Drew Piazza, founder and league official of the first intramural league at San Quentin, explains the significance of creating a competitive league where men can come together and be a part of a team.
Piazza, a former sports editor of the San Quentin News, expresses what was the idea behind starting the intramural league:
“With the influx of new people here, I noticed there was a need for something for them to do. The San Quentin Kings and Warriors Basketball program could only facilitate about 40 or so guys. But, there were a 1,000 or so new arrivals. This is what I’ve done at other facilities. I just thought it was the right thing to do.”
“San Quentin never has had an intramural basketball league because programs here were basically set up to play outside teams.”
After the first games began he said, “The fact that San Quentin has never had an intramural basketball league because programs here were basically set up to play outside teams, I was a little optimistic. But, I knew the energy was there; the need was there; and I had the mindset of making it work. So I was pleased.

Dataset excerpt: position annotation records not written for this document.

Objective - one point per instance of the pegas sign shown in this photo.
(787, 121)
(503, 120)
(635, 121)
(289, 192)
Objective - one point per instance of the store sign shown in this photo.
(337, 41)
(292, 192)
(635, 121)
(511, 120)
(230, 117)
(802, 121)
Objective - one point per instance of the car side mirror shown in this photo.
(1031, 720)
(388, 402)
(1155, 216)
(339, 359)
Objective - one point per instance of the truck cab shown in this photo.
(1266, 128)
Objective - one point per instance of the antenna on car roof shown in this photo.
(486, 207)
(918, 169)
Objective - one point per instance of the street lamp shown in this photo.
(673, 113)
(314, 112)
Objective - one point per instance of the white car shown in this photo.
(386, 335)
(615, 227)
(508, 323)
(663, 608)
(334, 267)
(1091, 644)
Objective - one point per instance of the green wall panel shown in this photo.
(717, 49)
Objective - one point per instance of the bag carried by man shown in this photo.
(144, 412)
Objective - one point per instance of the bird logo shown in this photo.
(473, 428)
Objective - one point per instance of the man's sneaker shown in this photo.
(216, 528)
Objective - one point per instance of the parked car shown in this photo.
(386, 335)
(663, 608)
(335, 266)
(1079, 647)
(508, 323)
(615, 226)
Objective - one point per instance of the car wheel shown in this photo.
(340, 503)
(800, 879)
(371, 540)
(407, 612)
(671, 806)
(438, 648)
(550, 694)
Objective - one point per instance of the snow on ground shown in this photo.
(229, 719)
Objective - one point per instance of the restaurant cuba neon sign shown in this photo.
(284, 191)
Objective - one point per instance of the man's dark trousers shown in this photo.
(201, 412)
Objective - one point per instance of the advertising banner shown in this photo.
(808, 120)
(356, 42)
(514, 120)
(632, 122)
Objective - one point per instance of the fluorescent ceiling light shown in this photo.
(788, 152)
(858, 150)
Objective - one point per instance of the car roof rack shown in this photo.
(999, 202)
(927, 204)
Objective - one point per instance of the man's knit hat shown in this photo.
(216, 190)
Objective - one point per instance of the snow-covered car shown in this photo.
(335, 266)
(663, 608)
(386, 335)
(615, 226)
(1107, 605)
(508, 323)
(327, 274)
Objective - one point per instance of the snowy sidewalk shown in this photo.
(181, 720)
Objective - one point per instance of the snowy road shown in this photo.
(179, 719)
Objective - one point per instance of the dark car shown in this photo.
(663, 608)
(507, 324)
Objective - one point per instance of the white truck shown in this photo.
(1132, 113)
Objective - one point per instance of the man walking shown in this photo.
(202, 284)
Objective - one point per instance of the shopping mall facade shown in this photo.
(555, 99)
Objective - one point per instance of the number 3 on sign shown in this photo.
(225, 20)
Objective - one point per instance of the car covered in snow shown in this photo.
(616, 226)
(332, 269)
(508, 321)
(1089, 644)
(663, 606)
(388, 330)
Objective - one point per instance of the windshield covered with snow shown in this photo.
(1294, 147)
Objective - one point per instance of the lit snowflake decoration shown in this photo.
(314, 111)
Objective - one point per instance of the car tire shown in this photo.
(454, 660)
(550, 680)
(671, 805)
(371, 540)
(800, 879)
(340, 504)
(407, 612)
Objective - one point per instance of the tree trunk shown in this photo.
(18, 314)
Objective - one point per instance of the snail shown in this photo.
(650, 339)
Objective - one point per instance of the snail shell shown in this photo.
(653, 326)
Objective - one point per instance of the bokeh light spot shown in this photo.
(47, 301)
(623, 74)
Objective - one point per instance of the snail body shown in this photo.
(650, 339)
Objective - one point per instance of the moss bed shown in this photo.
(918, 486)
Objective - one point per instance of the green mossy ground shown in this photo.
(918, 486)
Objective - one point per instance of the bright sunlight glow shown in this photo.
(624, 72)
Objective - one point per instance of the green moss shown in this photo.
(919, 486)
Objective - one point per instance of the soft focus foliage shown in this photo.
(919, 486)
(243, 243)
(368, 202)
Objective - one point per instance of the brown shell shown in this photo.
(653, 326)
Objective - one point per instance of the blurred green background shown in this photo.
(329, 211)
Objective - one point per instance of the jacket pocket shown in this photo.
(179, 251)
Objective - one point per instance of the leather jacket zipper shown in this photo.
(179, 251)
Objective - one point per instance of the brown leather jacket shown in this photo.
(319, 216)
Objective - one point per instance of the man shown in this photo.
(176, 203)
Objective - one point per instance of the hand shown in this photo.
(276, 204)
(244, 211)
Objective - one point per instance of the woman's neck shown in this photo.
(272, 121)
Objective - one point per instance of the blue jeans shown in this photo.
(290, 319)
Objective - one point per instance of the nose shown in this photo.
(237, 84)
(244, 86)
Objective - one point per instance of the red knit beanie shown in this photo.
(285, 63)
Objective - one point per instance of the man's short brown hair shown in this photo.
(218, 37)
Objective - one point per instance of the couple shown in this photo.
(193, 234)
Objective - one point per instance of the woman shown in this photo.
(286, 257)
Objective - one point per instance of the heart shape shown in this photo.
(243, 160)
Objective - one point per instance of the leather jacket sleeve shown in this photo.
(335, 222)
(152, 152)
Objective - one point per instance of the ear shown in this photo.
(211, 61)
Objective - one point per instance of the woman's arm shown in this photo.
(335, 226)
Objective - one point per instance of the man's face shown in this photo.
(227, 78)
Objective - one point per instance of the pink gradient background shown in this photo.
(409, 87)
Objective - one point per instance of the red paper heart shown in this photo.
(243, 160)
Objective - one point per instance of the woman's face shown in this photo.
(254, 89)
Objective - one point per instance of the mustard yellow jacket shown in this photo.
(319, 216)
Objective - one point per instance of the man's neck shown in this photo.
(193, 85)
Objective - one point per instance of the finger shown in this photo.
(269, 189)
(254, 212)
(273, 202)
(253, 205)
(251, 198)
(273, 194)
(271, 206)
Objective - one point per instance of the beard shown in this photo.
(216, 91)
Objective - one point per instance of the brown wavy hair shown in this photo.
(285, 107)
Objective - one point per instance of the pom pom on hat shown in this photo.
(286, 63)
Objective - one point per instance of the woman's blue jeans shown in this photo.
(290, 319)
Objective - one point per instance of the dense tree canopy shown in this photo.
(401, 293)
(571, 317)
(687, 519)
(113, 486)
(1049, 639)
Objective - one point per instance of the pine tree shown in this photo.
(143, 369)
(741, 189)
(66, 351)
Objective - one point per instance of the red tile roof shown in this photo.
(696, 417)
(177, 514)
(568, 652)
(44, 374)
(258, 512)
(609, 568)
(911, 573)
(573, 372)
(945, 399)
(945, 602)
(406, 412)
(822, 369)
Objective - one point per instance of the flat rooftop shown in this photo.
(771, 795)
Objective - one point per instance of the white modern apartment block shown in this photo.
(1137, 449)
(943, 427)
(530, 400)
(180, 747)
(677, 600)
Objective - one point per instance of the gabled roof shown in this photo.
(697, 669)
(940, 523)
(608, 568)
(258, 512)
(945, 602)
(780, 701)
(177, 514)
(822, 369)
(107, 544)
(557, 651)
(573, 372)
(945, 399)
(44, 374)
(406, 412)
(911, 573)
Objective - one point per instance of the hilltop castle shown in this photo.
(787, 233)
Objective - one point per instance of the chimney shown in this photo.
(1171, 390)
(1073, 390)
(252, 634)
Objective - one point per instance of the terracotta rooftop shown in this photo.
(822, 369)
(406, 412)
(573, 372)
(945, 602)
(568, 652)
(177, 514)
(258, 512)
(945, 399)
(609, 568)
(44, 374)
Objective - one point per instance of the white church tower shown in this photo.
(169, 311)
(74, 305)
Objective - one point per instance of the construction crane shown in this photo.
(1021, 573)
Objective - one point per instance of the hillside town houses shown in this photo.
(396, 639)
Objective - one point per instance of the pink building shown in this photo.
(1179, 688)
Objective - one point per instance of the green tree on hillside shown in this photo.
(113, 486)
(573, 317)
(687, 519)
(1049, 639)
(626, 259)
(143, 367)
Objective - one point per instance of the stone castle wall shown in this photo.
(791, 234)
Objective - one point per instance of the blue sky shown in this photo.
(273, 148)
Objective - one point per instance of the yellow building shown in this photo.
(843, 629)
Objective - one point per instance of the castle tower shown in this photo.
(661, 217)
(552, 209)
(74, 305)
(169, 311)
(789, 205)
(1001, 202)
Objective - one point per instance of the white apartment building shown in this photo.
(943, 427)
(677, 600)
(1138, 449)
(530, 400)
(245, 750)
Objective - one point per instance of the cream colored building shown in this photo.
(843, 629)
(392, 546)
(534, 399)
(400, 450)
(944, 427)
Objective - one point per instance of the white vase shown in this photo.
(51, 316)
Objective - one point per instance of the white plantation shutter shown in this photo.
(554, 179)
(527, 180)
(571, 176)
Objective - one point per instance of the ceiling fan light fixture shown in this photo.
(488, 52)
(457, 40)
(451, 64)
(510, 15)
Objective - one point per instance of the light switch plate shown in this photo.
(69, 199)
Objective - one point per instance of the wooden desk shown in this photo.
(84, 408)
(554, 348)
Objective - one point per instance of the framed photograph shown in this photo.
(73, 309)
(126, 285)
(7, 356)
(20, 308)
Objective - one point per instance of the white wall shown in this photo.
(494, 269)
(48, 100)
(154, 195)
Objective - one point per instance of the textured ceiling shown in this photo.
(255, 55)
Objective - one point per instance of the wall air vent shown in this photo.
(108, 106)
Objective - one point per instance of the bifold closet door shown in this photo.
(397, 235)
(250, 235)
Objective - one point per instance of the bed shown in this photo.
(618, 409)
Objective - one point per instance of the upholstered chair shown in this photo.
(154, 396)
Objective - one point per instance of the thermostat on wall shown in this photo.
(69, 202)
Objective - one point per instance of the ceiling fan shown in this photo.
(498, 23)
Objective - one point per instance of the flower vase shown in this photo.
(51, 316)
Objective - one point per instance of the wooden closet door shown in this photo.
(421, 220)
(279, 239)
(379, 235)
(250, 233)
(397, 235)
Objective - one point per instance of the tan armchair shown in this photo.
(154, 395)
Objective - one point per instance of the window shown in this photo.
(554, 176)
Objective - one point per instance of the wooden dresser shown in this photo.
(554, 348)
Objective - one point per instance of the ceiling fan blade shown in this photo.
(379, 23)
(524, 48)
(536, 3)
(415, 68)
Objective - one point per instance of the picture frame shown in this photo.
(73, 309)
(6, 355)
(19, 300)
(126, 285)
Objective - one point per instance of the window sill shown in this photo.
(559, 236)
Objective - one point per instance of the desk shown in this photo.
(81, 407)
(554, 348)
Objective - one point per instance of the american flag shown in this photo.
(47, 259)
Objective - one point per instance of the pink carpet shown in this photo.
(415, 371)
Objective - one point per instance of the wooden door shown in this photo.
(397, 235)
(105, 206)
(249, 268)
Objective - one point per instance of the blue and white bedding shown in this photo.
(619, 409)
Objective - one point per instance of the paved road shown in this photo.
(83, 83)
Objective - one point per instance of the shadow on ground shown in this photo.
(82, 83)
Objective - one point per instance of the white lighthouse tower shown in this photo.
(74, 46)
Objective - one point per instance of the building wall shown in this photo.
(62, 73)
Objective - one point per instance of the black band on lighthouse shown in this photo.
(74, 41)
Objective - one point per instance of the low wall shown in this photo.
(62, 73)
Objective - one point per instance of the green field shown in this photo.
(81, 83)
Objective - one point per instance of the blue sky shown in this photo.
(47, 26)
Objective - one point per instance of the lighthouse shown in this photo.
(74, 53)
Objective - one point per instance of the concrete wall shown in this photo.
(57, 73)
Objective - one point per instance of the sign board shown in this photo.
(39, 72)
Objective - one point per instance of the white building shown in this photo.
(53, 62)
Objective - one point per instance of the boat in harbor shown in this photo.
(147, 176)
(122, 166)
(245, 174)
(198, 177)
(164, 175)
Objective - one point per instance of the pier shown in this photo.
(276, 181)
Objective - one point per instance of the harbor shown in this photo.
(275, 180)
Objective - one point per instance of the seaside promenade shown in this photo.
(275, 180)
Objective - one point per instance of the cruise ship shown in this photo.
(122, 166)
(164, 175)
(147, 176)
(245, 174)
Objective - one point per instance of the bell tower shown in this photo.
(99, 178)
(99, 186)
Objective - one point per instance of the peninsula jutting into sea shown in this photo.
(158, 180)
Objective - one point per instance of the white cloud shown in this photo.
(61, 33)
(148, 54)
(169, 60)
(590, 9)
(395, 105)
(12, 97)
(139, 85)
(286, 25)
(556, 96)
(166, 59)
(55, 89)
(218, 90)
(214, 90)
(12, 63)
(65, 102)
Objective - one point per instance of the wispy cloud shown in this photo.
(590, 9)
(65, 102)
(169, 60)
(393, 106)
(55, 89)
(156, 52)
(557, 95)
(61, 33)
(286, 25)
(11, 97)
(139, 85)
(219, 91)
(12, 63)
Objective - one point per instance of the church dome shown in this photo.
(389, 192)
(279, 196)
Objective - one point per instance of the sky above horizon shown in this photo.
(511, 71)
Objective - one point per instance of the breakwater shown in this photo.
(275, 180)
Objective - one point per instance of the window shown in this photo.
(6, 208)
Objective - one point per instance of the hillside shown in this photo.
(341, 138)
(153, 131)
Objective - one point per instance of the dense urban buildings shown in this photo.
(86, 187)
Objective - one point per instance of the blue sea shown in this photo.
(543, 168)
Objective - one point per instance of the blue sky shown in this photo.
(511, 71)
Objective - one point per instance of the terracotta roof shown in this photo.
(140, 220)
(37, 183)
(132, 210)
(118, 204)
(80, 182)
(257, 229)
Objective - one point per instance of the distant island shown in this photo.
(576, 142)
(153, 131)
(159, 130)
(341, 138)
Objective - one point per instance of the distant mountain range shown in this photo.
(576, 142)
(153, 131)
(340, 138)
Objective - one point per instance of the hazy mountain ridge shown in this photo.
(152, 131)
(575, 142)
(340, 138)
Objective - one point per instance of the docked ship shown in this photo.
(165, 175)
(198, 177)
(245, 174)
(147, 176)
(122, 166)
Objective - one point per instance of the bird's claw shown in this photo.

“We’re starting from scratch of course. There’s no set patterns or programs so we’re using a league format where each team plays each team twice. At mid season we will have an ‘All Star Game’ with the coaches that have the two best records. They will coach the All Star teams and after the 16th week, we’ll have an ‘All League Team’ that will challenge the Kings and the Warriors” said Piazza.
He said that the league will be split into two divisions. There will be four teams in the east and four teams in the west. The top three teams in each division will make the play-offs.
Piazza emphasized that the league helps the incarcerated men at San Quentin. He said, “I think the league helps facilitates everything the population needs. I don’t think the facility is ready to take in so many people. It helps with the adaptation, the energy. The participation for the staff has been great. I would like to thank Mr. Di Nevi for allowing us to put this league together.”
As the league official, he also discussed the importance of calling a good game. “I always noticed that when sports were being played there was a lot of cheating and favoritism involved, so I kind of felt compelled to step in and do the best I could to make it good and clean,” he said.